Japanese hand colour

Although I knew something about the history of Japan and of photography in the country in the nineteenth century, and had written a little about it and in particular the work of European photographers such as Felice Beato, the video in ‘How colorized photos helped introduce Japan to the world‘ from VOX which was featureed on Digital Photography Review with a useful introduction showed me much that I hadn’t previously known. It was particularly interesting to see the comparisons between some of the photographs and Ukiyo-e woodblock prints and paintings.

The introduction of photography led to redundancies among Ukiyo-e artists (as it did to miniature painters in Europe) and some found new employment using their skills in photographic studios hand colouring prints in a much more subtle manner than in other countries. Soon some of them were becoming photographers too and setting up their own studios.

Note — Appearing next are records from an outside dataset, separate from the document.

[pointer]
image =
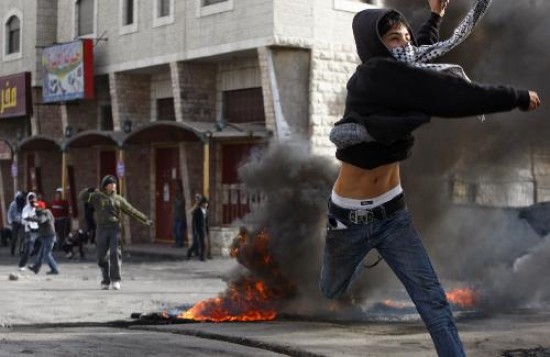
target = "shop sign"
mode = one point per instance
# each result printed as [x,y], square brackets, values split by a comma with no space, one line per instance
[14,170]
[5,151]
[68,71]
[120,169]
[15,95]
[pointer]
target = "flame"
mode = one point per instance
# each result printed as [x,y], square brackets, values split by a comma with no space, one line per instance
[251,300]
[465,297]
[395,304]
[255,297]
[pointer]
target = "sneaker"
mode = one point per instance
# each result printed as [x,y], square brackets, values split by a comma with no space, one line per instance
[116,285]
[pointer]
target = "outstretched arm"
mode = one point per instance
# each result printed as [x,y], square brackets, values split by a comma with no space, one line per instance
[439,6]
[131,211]
[428,34]
[390,84]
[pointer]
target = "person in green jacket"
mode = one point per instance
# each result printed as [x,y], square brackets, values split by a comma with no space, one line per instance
[108,207]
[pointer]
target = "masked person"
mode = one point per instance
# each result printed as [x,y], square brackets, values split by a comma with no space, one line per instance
[199,226]
[108,207]
[14,220]
[367,208]
[30,230]
[46,234]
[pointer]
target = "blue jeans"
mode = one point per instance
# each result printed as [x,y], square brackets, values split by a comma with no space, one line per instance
[29,239]
[45,253]
[397,241]
[178,227]
[109,253]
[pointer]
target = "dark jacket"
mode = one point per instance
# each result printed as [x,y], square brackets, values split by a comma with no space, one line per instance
[391,98]
[199,223]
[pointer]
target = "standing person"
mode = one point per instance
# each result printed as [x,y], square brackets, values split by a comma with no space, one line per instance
[30,230]
[89,219]
[108,207]
[14,220]
[46,234]
[199,226]
[179,218]
[60,211]
[367,207]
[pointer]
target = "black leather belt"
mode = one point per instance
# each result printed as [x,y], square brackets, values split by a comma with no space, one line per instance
[359,216]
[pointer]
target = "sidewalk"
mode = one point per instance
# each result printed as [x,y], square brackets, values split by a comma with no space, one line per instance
[155,250]
[42,313]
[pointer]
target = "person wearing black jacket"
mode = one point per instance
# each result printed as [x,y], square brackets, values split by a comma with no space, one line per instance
[367,208]
[199,227]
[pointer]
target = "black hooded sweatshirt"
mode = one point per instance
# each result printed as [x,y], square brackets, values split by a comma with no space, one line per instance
[392,98]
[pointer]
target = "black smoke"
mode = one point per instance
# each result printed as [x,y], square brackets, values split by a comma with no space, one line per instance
[485,246]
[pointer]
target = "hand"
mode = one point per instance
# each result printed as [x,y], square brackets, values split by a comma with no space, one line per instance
[534,101]
[439,6]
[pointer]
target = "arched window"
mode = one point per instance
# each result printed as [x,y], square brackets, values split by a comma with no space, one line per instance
[13,35]
[85,13]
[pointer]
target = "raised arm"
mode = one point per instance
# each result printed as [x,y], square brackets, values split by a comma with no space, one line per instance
[428,34]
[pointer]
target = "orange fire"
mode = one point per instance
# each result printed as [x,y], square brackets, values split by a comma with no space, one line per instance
[255,297]
[465,297]
[250,300]
[395,304]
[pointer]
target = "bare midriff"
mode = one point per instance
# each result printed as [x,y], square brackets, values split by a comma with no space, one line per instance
[357,183]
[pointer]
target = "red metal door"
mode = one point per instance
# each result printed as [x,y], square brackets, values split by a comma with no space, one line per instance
[167,175]
[107,163]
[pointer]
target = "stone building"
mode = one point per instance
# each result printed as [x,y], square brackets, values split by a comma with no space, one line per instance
[166,94]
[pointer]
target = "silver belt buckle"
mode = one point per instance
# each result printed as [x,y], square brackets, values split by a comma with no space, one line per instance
[361,216]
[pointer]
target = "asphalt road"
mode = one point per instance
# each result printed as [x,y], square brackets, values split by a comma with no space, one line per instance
[68,315]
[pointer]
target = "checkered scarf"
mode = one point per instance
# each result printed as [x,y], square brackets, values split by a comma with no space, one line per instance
[421,55]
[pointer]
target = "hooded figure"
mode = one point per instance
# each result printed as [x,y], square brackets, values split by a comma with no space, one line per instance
[380,98]
[367,208]
[14,220]
[352,133]
[29,210]
[30,229]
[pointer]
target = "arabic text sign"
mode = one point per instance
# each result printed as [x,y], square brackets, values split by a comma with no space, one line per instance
[15,95]
[68,71]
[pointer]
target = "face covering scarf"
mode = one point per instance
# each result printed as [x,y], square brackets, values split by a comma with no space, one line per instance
[348,134]
[421,55]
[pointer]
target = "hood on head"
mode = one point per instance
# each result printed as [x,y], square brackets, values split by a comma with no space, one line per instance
[107,180]
[365,31]
[30,195]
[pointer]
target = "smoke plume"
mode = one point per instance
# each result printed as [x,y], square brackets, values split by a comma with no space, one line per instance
[488,247]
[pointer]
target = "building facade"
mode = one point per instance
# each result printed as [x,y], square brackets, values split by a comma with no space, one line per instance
[173,94]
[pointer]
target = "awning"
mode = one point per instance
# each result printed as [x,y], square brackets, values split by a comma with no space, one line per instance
[39,143]
[90,138]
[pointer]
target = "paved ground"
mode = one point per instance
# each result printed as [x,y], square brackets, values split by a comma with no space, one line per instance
[67,315]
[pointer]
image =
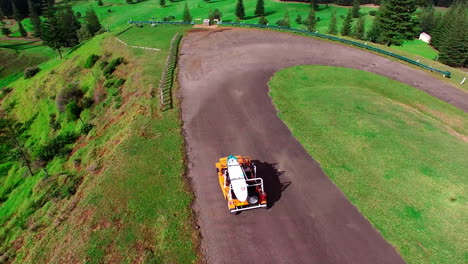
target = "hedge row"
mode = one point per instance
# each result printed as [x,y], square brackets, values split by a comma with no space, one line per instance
[165,85]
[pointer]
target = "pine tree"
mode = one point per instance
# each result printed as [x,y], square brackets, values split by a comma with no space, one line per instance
[16,13]
[298,19]
[359,28]
[2,15]
[93,21]
[454,51]
[84,33]
[187,16]
[6,31]
[260,8]
[240,10]
[396,21]
[427,19]
[332,27]
[311,20]
[314,5]
[285,21]
[346,28]
[68,26]
[22,31]
[35,19]
[9,136]
[50,32]
[356,8]
[375,32]
[443,26]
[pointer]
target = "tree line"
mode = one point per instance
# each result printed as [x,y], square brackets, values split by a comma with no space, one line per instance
[58,27]
[442,3]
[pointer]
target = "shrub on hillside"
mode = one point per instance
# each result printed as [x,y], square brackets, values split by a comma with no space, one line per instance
[53,123]
[30,72]
[72,111]
[68,94]
[86,102]
[86,128]
[91,61]
[109,69]
[103,64]
[57,147]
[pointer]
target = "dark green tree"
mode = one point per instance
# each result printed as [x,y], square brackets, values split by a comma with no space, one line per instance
[35,19]
[16,13]
[443,26]
[374,34]
[311,20]
[314,4]
[260,8]
[346,28]
[240,10]
[187,16]
[93,21]
[298,19]
[359,29]
[263,21]
[427,19]
[454,51]
[356,8]
[215,14]
[396,21]
[22,31]
[285,21]
[332,27]
[6,31]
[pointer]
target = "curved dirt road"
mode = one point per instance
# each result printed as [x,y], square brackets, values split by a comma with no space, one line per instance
[226,110]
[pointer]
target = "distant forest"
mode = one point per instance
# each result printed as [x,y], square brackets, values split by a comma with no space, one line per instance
[21,5]
[443,3]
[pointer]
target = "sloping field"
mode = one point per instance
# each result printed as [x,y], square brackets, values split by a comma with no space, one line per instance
[226,110]
[115,193]
[398,154]
[16,56]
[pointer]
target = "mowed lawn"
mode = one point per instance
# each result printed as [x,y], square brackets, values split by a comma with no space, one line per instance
[397,153]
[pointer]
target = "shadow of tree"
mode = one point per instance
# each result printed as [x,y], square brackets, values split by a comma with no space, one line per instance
[271,181]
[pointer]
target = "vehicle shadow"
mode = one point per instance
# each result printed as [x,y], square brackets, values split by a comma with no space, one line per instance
[271,181]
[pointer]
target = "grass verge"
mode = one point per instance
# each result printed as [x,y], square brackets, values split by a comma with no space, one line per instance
[397,153]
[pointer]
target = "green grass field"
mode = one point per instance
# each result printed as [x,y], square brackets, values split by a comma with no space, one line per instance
[15,56]
[121,13]
[397,153]
[132,203]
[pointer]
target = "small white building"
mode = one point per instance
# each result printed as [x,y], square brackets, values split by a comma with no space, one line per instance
[425,37]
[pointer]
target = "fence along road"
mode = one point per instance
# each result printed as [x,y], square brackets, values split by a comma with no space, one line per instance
[226,110]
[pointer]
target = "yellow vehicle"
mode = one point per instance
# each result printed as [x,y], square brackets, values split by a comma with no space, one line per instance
[241,188]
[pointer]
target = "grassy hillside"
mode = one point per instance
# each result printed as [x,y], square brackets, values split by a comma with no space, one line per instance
[397,153]
[115,191]
[120,13]
[15,56]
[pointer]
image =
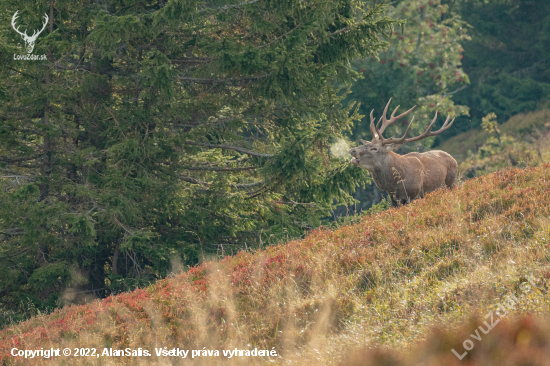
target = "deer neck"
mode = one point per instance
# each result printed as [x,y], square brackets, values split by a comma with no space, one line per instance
[383,173]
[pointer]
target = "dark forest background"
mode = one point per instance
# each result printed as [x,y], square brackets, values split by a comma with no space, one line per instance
[161,133]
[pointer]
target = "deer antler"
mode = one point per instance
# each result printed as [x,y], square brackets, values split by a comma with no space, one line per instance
[427,132]
[36,33]
[377,133]
[17,28]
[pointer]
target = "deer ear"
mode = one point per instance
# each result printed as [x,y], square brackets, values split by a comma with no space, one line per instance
[394,147]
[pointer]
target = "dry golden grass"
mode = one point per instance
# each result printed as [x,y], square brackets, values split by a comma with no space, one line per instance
[382,282]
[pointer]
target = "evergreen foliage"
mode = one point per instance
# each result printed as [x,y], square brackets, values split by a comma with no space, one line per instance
[158,131]
[507,59]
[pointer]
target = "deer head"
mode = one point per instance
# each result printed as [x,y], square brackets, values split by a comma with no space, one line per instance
[29,40]
[375,152]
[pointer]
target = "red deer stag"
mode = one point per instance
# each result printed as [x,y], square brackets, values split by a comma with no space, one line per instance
[404,177]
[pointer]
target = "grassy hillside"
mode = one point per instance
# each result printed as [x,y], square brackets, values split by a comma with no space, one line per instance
[524,126]
[384,281]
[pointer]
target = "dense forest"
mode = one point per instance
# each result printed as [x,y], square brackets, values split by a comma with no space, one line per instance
[160,133]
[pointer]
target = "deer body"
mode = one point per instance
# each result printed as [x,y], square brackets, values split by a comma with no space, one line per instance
[405,177]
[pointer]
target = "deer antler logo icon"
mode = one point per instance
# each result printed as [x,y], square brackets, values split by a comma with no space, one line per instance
[29,40]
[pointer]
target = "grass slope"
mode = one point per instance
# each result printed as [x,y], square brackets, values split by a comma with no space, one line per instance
[384,281]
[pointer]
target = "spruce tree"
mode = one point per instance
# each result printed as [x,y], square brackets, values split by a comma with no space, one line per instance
[157,132]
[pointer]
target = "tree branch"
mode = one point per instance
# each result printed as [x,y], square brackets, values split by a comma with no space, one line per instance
[18,160]
[186,178]
[219,81]
[215,169]
[235,148]
[456,91]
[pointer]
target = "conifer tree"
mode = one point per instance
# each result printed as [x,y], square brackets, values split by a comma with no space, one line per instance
[158,131]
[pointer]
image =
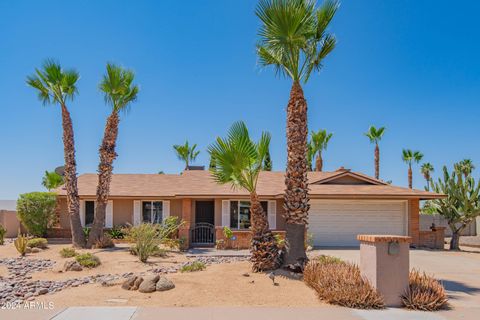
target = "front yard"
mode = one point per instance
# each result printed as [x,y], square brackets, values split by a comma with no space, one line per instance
[225,282]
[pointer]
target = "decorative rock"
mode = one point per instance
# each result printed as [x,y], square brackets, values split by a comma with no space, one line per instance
[137,283]
[164,284]
[128,284]
[149,284]
[72,266]
[42,291]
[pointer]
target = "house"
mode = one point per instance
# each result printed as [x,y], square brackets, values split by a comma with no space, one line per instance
[342,204]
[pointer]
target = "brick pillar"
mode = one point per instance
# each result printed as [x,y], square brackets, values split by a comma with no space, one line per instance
[184,231]
[385,263]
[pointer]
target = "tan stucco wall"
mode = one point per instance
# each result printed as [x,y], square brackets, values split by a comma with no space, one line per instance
[9,220]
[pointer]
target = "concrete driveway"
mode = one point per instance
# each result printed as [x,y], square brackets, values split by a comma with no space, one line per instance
[459,272]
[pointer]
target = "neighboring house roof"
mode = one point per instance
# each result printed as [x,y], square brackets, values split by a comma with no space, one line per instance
[8,205]
[337,184]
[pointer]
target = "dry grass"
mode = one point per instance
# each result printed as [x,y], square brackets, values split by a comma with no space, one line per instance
[340,283]
[424,293]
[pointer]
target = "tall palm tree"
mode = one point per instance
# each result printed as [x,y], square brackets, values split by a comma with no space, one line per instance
[465,166]
[426,169]
[56,86]
[186,153]
[238,161]
[375,135]
[319,142]
[119,92]
[294,40]
[410,157]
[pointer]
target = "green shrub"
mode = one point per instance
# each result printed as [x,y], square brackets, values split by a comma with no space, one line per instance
[105,242]
[3,232]
[88,260]
[21,244]
[36,211]
[68,253]
[116,232]
[146,239]
[193,266]
[228,233]
[41,243]
[338,282]
[424,293]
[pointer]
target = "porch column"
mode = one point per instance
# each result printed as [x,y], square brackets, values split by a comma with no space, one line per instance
[184,231]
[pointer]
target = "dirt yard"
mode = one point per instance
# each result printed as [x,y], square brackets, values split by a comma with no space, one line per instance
[219,285]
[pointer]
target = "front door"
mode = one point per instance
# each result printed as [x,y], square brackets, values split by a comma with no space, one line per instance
[203,233]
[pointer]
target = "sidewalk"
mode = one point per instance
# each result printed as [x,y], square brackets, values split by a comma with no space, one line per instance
[233,313]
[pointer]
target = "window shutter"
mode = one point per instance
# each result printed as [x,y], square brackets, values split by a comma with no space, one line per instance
[166,209]
[137,204]
[109,214]
[82,212]
[226,213]
[272,214]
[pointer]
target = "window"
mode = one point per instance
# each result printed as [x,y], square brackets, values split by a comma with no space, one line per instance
[240,214]
[89,212]
[152,211]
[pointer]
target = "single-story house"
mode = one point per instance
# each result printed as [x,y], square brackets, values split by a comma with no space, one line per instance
[342,204]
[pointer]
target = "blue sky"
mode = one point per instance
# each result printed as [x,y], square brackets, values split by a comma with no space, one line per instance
[412,66]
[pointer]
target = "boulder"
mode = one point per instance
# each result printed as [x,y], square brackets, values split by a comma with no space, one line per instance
[128,284]
[149,284]
[137,283]
[164,284]
[72,266]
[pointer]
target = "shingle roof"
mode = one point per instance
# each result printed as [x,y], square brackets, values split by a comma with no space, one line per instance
[270,184]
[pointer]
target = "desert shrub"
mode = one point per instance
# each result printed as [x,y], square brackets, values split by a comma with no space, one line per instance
[228,233]
[68,252]
[21,244]
[424,293]
[340,283]
[146,239]
[36,211]
[116,232]
[104,242]
[88,260]
[3,232]
[41,243]
[193,266]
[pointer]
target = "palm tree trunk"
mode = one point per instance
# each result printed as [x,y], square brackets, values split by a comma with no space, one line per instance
[410,184]
[265,252]
[296,183]
[105,168]
[73,202]
[319,162]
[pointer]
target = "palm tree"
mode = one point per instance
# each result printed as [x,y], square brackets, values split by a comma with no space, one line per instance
[52,180]
[409,157]
[319,142]
[294,40]
[375,135]
[56,86]
[465,166]
[238,161]
[119,92]
[186,153]
[426,169]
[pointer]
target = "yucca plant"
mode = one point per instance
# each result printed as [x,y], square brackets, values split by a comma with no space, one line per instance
[21,244]
[424,293]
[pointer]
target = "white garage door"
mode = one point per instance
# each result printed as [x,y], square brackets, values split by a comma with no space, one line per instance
[337,222]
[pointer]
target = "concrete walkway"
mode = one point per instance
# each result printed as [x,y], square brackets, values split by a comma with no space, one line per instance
[221,313]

I haven’t read Photography in Japan 1853-1912 by Terry Bennett which the video credits, but it looks an interesting volume.

Japanese art was in the same period being taken back to the west and had a strong influence on many western artists, and I think largely through them on photography around the end of the nineteenth and beginning of the 20th century which can clearly be seen for example in some of the work exhibited by members of the Photo-Secession some of the best of whose work was published by Alfred Stieglitz in his fine magazine Camera Work.

Recent years have seen a new interest in hand-colouring of old pictures, now made much easier by digital means. It’s something that while it may add some life and a greater sense of reality to old photographs I find rather upsetting when applied to many well-known images. As a photographer I feel that there is a disrespect in changing what was a carefully considered black and white image into one in colour and I imagine the photographers turning in their graves at how their work is being done to their pictures.

It also bothers me because the digital recolouring is creating a false reality – as hand colouring could also do. For a long time we had on a mantelpiece a hand coloured picture of my wife sitting in a Manchester park wearing a red jumper; it had been hand-coloured and although the grass had been coloured in a fair approximation to its actual colour, her green jumper was not. It’s a trivial example, but what the colouring produces is false colour and fake reality. For most subjects it probably isn’t a great problem but it seems to me to undermine one of the fundamental aspects of photography, the physical link between subject and depiction. The camera with our help lies but it doesn’t invent.